“Our success has really been based on partnerships from the very beginning” – Bill Gates
It doesn’t require a merger or acquisition to create a 1+1=3 partnership. It requires two companies, through open communication, identifying alignment of supply and demand services rendered and required. Seems simple enough, right? Absolutely not.
Whether we admit to this or not, every business fulfills their agenda first. We have to. We have to turn our own lights on before we worry about who else has turned on theirs. But, how far does this culture trickle down? What messages are being sent to sales and marketing teams? After all, the message sent to the sales team is the market-facing message with which our brands enter the arena. Sure, marketing campaigns paint a picture, but what is the dynamic when you sit down with a representative and share dialogue? Next time you’re on a sales meeting call, listen and compare how many times WE or US is used compared to THEM or THEY. This alone will be a very indicative sign of company culture and how it pertains to our view of our own partnerships.
Mattew Dixon, author of The Challenger Sale, profoundly suggests “what sets the best suppliers apart is not the quality of their products, but the value of their insight—new ideas to help customers either make money or save money in ways they didn’t even know were possible.” We are all suppliers. In some way or another, we supply our products to service an industry need. How valuable is your insight?

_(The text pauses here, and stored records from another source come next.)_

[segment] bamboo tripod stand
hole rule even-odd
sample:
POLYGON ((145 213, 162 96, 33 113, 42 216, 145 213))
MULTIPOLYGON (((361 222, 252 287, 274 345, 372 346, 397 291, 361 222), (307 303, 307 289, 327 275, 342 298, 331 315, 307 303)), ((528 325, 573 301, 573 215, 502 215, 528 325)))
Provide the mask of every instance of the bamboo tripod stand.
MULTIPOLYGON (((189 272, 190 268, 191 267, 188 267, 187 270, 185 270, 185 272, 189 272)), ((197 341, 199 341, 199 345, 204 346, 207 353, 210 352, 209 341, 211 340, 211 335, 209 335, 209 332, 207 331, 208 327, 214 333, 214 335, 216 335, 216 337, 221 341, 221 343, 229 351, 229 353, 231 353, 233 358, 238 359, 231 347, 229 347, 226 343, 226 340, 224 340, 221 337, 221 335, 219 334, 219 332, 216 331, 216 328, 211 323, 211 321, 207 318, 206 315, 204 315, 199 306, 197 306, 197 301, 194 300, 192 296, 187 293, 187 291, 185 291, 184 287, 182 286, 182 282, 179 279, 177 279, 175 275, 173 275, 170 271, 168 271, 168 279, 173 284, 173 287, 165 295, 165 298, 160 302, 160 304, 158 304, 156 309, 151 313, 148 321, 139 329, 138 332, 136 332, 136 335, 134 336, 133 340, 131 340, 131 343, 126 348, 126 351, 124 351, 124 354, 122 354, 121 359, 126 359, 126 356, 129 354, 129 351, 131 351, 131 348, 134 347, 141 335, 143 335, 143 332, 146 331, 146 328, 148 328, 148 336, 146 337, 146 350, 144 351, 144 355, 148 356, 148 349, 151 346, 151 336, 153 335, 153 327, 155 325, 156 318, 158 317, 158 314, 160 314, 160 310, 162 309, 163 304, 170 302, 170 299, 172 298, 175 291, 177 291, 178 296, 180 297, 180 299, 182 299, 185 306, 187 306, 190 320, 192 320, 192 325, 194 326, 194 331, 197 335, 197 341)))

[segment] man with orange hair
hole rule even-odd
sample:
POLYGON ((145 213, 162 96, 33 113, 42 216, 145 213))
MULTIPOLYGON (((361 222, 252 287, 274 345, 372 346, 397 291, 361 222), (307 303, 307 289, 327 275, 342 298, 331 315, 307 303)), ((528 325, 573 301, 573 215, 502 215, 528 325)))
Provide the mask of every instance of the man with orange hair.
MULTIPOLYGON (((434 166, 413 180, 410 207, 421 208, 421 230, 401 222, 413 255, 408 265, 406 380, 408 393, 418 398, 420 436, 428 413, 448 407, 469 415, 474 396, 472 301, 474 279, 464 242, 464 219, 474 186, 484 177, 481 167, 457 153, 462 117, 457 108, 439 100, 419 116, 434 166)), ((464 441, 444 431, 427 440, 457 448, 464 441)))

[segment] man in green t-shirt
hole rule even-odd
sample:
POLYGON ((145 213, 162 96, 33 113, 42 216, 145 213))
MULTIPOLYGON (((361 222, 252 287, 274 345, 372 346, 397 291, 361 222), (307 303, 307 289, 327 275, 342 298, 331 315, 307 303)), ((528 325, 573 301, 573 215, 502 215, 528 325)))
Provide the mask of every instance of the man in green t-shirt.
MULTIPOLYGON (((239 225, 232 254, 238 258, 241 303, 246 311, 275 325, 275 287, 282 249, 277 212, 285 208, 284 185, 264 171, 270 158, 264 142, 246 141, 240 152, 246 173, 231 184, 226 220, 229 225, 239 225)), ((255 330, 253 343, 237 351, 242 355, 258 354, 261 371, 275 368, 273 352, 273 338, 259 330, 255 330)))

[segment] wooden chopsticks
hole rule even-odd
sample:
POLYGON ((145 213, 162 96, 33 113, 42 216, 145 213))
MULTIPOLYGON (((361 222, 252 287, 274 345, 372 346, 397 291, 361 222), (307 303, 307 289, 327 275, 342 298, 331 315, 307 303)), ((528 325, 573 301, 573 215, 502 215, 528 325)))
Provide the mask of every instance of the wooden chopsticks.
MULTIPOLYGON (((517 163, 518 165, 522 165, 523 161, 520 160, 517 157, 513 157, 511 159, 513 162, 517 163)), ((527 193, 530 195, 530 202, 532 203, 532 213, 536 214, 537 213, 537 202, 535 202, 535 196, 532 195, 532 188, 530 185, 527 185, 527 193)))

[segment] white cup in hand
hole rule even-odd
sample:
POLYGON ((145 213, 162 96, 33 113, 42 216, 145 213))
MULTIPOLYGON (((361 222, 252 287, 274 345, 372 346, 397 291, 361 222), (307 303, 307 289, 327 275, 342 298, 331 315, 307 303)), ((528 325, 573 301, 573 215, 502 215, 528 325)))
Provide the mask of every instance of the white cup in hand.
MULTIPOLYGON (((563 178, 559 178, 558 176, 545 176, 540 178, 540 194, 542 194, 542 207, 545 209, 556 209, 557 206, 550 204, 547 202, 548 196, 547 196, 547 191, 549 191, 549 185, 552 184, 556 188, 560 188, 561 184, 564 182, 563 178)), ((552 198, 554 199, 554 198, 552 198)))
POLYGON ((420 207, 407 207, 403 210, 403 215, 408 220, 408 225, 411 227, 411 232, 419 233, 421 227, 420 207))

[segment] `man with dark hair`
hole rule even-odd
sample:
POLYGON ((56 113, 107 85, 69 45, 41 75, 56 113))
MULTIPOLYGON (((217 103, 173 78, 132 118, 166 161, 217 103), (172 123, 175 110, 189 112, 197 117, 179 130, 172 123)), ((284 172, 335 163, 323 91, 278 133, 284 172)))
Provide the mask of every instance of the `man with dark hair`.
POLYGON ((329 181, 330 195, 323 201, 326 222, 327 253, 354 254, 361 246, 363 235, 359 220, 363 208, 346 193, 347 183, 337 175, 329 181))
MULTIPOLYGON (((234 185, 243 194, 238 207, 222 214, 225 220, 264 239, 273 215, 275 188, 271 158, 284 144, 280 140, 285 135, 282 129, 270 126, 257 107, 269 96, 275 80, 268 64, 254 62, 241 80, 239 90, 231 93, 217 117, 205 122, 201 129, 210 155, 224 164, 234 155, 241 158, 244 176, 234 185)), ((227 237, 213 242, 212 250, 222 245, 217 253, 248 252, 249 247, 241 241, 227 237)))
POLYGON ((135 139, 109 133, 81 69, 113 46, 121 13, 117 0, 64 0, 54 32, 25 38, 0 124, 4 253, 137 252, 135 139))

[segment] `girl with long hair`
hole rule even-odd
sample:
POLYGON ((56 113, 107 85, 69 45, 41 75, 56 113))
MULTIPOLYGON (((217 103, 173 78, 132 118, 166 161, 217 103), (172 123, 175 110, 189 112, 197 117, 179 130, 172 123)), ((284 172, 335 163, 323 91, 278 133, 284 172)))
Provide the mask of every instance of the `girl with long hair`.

Invite yourself to your client’s next sales meeting to understand THEIR needs. Report back to your sales manager only what THEY are trying to achieve. What is the best-selling line for your distributor? How can you compliment THEIR efforts selling to THOSE customers? What are THEIR sales goals in 2018? How can you help THEM achieve that goal? What is the most profitable service your contractor performs? How can you supplement THAT service? How can you improve THEIR sales and marketing targets for this service?
I’ve always believed that money is a by-product of being good at something, and if you think making money is the industry you’re in, you have a far less chance of ever being industry-leading. And the industry-leader there, Jeff Bezos, still did it by offering partners and customers industry-changing service. Firstly, be the best at servicing your partners needs, and your company’s bottom line will fall into place.